The girl smiled. "On the contrary, he is very poor."

"Dear me! I seem to have found a paragon of virtue. But are you not rather foolish, my dear girl? With such a face and such a figure and with my influence you should make a better match."

"So I tell her," cried Hale quickly; he was always on the watch to put in a word, "and she is not really engaged, Lady Charvington. There is some disagreement between Lesbia and Mr. Walker."

"What a horrid name! So plebeian!" cried Lady Charvington.

"George is not plebeian," said Lesbia, colouring hotly, "his father was the Honourable Aylmer Walker."

"Lord Casterton's third son," said the visitor, nodding. "Yes, I have heard of him from my brothers. He was rather wild, was he not?"

"Really I don't know."

"There is no chance of his coming in for the title--your George, I mean," prattled on Lady Charvington, "as Aylmer Walker's two elder brothers have both heaps and heaps of children. I rather think that Aylmer was the black ba-ba of the family. Well, there, I'm talking scandal, a thing of which I highly disapprove. Go and get your things on, dear, and tell your man to put your box on the motor. Wilkins will help him. He's the chauffeur--not at all a bad driver, but oh, so dreadfully reckless. Be prepared to go like the wind, my dear."

Lady Charvington babbled on in this fashion with bird-like glances here and there, taking in every detail of the room. She knew that Hale was a poor relation of her husband's, and indeed had received him twice or thrice at The Court near Maidenhead. But this was the first time she had seen his daughter and, but for the express command of Lord Charvington, she would not have asked her over. There was some comfort in the fact that the girl's affections were engaged, but all the same, such beauty, whether free or bound, would prove dangerous. "I trust she won't interfere with my men," thought Lady Charvington as she smiled sweetly on Lesbia leaving the tiny drawing-room.

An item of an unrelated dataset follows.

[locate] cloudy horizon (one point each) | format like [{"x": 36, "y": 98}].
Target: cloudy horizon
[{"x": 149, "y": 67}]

The girl summoned Tim to take her box to the motorcar which was panting violently at the door, and went to her room to put on her hat. She made a desperate attempt while doing so to overcome her dislike to Lady Charvington, as she felt sure that for some reason the little woman was hostile. Lesbia was too unsophisticated to put down the hostility to the fact that Lady Charvington found her exasperatingly beautiful, and was puzzled to think why any hostility should exist. But it certainly was there, and Lesbia detected it immediately. However, as she could see no reason for any such feeling existing between her and a woman who--on the face of it--was doing her a kindness, she fought desperately with her intuition. Still it seemed to her that she was but leaving one abode of trouble to go to another, wherein even more annoying things might happen. And the root of all the worry was the missing cross.